MAJ. GEN. DON SHEPPERD, U.S. AIR FORCE (RET.): I do, Paula. You will see deaths of Americans every day and deaths of Iraqis every day as these insurgent attacks continue. The Iraqis are not going to be ready in the way we want and ready to take over on the 30th of June. But we'll do the best we can. The militias will remain. We're going to continue accelerating the training of policemen and militia, civil defense force, border guard, et cetera, but it's going be a rough and rocky road. After we hand it over, it will be rough after that.

ZAHN: Thank you, General Shepperd.

General Grange, do you agree with that assessment, and if you do how do you reduce the cycle of death?

GRANGE: There will be -- reduce the cycle of death, you're going to have to have sufficient forces for the task given. If the tasks are to patrol cities you have to have enough troops to do that effectively. I think you're going to see where the strategy changes, though, where U.S. and other coalition troops may hand over some of those tasks that eat up numbers of troops to Iraqis. The question then goes to do you have enough Iraqis trained to do the task?

I would say you have some now that are quite good. But then you have -- you will not have the numbers -- hundreds of thousands for years to come.

ZAHN: That's the kind of gap you are talking about here?

GRANGE: I think so. If you just look back Vietnam. I worked first -- for part of my tours. And you were an adviser to some Vietnamese that were so so. Than the Vietnamese paratroopers were excellent, brave, great fighters, a lot of experience. So they have pockets of very well trained Iraqis like their special forces that are being used right now against al Sadr as an example. They're ready to go now. They just need a few more numbers. But you don't need mass numbers of those types of people. Patrolling streets than you need a lot more numbers.

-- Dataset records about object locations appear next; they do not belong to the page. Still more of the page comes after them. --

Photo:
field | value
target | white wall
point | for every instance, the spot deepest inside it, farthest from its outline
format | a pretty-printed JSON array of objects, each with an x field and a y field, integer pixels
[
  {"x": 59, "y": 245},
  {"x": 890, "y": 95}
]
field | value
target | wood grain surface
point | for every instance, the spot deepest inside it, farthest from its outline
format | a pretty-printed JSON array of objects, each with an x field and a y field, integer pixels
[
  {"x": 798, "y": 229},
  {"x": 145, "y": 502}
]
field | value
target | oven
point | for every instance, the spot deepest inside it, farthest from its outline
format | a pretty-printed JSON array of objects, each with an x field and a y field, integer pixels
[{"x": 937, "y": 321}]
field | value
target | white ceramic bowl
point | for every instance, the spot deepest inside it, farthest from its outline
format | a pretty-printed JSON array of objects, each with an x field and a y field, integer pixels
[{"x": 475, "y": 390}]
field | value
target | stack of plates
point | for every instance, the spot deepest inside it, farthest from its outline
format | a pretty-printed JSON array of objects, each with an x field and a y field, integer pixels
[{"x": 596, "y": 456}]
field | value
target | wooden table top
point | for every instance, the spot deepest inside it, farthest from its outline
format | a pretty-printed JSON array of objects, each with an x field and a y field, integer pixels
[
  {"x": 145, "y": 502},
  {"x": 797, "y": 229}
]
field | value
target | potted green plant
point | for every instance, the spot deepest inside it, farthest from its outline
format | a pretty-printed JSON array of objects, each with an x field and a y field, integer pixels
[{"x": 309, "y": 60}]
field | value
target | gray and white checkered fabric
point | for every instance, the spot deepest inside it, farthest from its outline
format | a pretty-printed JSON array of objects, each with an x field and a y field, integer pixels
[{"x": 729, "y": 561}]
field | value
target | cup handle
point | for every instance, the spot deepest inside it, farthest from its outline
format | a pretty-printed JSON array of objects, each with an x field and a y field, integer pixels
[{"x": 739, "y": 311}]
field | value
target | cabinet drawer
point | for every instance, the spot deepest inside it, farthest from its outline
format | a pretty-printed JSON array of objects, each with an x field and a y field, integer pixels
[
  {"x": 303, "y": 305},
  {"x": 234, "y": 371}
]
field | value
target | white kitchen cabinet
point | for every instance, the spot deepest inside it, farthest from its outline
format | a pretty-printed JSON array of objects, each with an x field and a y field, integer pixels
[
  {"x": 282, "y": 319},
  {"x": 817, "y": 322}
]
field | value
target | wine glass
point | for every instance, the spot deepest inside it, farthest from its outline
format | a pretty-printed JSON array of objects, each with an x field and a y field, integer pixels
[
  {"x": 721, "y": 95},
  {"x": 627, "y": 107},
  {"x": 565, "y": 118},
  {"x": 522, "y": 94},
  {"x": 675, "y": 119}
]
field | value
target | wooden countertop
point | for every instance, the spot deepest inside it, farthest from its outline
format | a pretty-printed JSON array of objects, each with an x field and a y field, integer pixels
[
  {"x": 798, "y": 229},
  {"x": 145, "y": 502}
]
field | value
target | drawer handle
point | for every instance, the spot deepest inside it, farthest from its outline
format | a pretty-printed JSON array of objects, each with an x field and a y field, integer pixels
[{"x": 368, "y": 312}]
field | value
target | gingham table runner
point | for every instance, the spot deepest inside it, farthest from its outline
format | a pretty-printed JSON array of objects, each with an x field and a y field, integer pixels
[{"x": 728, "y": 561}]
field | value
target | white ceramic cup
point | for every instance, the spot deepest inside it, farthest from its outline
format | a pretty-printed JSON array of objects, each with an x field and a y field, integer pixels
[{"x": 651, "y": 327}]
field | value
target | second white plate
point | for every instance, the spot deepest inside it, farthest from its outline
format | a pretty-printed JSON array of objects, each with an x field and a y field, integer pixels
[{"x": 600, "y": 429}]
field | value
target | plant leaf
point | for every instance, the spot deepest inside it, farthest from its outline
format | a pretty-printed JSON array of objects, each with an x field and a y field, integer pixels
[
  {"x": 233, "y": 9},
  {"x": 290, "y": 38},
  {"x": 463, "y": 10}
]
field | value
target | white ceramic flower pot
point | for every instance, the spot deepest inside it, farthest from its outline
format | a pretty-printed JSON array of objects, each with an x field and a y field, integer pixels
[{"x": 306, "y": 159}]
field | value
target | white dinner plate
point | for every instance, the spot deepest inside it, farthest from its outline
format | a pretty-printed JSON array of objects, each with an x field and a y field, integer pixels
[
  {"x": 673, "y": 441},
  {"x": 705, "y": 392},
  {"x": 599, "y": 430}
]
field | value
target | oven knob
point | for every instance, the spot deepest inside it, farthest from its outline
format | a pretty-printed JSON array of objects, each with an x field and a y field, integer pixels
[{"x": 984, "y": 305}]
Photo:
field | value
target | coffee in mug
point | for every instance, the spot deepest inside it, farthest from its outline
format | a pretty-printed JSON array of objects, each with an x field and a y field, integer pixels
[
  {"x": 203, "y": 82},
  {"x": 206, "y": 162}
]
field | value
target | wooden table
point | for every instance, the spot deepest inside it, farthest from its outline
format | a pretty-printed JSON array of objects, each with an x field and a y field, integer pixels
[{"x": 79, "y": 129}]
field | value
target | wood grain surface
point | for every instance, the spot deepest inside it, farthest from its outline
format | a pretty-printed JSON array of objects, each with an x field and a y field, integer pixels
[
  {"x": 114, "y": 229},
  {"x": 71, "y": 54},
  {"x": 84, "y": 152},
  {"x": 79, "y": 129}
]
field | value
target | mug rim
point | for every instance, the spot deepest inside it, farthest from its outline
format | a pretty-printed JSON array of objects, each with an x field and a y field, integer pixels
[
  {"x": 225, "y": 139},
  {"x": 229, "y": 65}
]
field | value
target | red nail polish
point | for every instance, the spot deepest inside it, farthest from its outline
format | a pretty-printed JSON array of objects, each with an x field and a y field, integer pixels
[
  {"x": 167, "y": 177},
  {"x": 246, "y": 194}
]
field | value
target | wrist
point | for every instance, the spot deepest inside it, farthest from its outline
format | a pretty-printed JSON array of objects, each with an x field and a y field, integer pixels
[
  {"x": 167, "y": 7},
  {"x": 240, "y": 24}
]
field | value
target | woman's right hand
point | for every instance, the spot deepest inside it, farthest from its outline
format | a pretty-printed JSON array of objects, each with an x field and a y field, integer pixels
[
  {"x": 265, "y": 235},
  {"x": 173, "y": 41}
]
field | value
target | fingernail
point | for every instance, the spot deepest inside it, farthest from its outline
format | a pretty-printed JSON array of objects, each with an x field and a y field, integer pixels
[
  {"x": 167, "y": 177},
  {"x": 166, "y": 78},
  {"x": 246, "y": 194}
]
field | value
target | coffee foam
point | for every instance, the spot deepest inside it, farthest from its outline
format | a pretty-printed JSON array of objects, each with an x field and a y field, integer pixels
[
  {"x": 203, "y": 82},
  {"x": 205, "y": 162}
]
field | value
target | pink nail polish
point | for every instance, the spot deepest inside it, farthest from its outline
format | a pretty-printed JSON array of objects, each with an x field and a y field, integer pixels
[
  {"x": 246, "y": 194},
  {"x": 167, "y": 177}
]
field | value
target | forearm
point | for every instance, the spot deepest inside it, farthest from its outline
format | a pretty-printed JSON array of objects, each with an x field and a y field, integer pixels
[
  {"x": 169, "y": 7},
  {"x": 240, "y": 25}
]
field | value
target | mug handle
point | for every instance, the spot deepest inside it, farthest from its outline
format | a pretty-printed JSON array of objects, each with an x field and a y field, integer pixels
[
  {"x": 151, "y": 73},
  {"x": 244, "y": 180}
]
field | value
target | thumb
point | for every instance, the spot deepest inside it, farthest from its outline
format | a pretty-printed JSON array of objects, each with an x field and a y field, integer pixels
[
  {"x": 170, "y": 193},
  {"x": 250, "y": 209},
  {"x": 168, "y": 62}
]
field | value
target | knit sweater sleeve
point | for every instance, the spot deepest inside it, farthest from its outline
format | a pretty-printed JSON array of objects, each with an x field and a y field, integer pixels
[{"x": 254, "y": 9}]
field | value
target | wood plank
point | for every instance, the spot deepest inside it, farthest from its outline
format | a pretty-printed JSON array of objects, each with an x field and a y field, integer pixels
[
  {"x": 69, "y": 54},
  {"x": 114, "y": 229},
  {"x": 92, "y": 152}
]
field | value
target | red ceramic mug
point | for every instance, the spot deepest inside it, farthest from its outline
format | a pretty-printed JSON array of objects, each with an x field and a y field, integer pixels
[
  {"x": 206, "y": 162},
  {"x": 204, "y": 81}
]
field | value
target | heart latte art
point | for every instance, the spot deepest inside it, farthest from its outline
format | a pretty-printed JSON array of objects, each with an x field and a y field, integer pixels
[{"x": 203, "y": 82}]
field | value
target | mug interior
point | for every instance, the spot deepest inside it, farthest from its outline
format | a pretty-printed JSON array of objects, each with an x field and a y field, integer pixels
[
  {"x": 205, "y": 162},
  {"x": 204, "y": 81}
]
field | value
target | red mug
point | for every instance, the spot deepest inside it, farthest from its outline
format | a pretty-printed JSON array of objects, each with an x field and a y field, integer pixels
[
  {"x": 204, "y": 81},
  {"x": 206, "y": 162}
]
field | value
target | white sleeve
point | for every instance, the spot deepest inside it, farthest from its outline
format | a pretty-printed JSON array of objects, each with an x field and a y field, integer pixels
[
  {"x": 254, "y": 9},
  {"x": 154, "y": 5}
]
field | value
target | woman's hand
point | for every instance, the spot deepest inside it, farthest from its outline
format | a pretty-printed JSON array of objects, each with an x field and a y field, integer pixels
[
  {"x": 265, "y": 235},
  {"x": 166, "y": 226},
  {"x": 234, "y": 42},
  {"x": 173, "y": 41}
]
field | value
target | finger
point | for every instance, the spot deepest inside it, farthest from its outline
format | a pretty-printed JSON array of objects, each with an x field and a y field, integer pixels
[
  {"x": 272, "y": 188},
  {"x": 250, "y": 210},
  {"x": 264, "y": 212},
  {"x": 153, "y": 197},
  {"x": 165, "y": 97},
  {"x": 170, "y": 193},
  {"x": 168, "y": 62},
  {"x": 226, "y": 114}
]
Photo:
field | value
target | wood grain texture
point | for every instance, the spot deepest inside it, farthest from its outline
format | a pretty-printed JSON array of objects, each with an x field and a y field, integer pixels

And there are not quite there yet.

ZAHN: General Grange just mentioned, General Shepperd, radical cleric Muqtada al-Sadr. And there was just a story that broke within the last hour suggesting a proposal of a partial withdrawal of fighters from Najaf and the turnover of government buildings there to Iraqi police.

What does that mean to you?

SHEPPERD: What you're seeing is the weakening of al-Sadr. He tried to make an alliance with the Sunnis in Fallujah, that didn't work. He tried to incite the Shia majority across the nation, also in Baghdad. That didn't work. He tried to take over facilities and all of the facilities, some of that worked, some of it didn't. But you're seeing him being marginalized and I think this is a good sign. He's becoming weaker, but still going to be a factor and have to be dealt with. I doubt very seriously he's going surrender to (UNINTELLIGIBLE) on charges, Paula.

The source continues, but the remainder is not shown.